Earlier this month, the Federal Aviation Administration (FAA) announced that it had granted package delivery company UPS the ability to operate limited drone delivery services across the U.S. As part of a pilot program, the company has already made 1,110 medical supply deliveries to a North Carolina hospital. With the FAA’s approval, UPS plans to expand this service to more than 20 hospitals over the next two years.

While the drones fly fully autonomously, the routes are preprogrammed and monitored by a human pilot. However, unlike Wing, the first drone company to receive government approval, there is no cap on how many pilots UPS may use at once, allowing for unlimited drone flights.
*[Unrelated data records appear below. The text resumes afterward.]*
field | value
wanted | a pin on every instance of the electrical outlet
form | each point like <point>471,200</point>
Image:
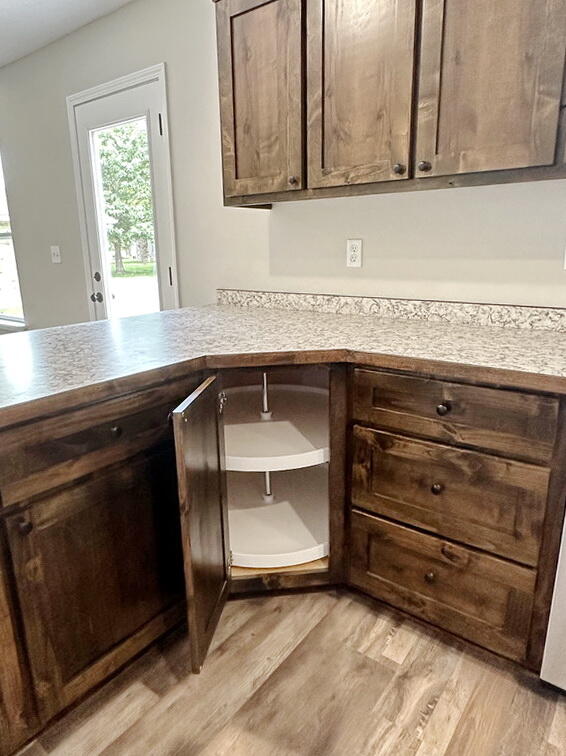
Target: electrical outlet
<point>354,253</point>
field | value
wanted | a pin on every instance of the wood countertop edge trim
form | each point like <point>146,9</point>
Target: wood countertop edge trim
<point>74,398</point>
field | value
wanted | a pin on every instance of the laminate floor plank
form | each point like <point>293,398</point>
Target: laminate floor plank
<point>324,673</point>
<point>192,712</point>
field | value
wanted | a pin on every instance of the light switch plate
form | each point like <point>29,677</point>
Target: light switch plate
<point>354,253</point>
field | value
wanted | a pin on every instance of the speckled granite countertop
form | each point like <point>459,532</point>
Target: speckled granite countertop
<point>42,371</point>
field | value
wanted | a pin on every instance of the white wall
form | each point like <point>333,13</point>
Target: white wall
<point>215,245</point>
<point>495,244</point>
<point>501,244</point>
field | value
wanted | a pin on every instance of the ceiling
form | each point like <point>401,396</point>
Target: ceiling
<point>27,25</point>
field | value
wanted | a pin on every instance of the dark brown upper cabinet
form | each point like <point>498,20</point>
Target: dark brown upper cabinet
<point>199,442</point>
<point>360,64</point>
<point>260,69</point>
<point>490,85</point>
<point>399,95</point>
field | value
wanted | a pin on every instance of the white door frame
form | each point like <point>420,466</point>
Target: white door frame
<point>165,232</point>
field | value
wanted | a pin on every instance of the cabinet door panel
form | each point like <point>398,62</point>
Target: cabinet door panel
<point>204,517</point>
<point>96,563</point>
<point>360,83</point>
<point>260,62</point>
<point>490,84</point>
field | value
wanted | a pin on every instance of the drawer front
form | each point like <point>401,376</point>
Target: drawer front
<point>44,455</point>
<point>477,596</point>
<point>481,500</point>
<point>508,422</point>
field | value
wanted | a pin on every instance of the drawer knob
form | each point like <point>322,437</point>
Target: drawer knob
<point>443,409</point>
<point>25,526</point>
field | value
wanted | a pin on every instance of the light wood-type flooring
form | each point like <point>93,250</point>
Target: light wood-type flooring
<point>325,673</point>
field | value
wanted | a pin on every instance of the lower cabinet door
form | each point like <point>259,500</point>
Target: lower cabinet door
<point>477,596</point>
<point>199,441</point>
<point>98,570</point>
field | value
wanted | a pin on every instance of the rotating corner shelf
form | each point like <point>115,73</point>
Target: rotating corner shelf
<point>296,435</point>
<point>293,529</point>
<point>280,518</point>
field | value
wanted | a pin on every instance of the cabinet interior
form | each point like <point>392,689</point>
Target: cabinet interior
<point>277,455</point>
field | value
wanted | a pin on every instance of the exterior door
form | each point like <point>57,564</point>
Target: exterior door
<point>360,65</point>
<point>260,66</point>
<point>490,85</point>
<point>123,176</point>
<point>199,441</point>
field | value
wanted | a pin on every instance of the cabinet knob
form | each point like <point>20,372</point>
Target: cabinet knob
<point>443,409</point>
<point>24,526</point>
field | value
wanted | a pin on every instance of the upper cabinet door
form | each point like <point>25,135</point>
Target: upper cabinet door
<point>199,442</point>
<point>359,90</point>
<point>260,69</point>
<point>490,84</point>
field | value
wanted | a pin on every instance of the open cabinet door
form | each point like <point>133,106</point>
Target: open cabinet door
<point>199,444</point>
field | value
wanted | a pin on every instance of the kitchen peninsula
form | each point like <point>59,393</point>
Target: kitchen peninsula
<point>91,554</point>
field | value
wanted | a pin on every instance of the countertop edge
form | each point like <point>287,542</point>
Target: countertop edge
<point>74,398</point>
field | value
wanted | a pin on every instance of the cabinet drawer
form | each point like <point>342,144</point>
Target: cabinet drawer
<point>43,455</point>
<point>489,502</point>
<point>508,422</point>
<point>477,596</point>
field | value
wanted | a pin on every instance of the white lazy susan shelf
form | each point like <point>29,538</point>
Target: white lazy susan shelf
<point>293,529</point>
<point>296,435</point>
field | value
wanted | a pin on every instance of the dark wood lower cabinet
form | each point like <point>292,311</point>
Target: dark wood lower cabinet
<point>454,514</point>
<point>98,570</point>
<point>477,596</point>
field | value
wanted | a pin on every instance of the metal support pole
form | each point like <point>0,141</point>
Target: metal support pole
<point>265,411</point>
<point>268,495</point>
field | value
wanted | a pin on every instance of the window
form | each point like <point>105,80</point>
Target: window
<point>10,298</point>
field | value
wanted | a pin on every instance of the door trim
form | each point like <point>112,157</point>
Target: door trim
<point>148,75</point>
According to Elaine L. Chao, the U.S. secretary of transportation, “This is a big step forward in safely integrating unmanned aircraft systems into our airspace.” However, as CNN’s Matt McFarland put it, “Significant barriers remain before UPS can deliver packages to your home—or make drone deliveries a meaningful business.”

But with the FAA currently processing six additional applications to operate drone delivery services, we can expect this space to heat up in the months ahead particularly as the U.S. is lagging other countries in drone adoption. For example, Wing is already making deliveries in Australian suburbs, and Zipline, another drone company, has made more than 20,000 drone deliveries of medical supplies in Rwanda and Ghana.

As unmanned aircraft flights become more commonplace, there will also be more data available from these drones that can be mined for actionable insights. The APEX of Innovation has already covered how scientists are making use of drone data in their fight against climate change, and industries like agriculture, insurance, and law enforcement also have numerous use cases for this information.

Signaling that there is still ground to cover, MIT Technology Review’s Charlotte Jee believes, “We remain a long way away from a world where you can pull out your smartphone and order a package to be delivered by drone.” This may be true, but the days when organizations can analyze drone data to obtain new insights and drive improvements are already here—and increased activity in the drone industry will only bring greater intelligence.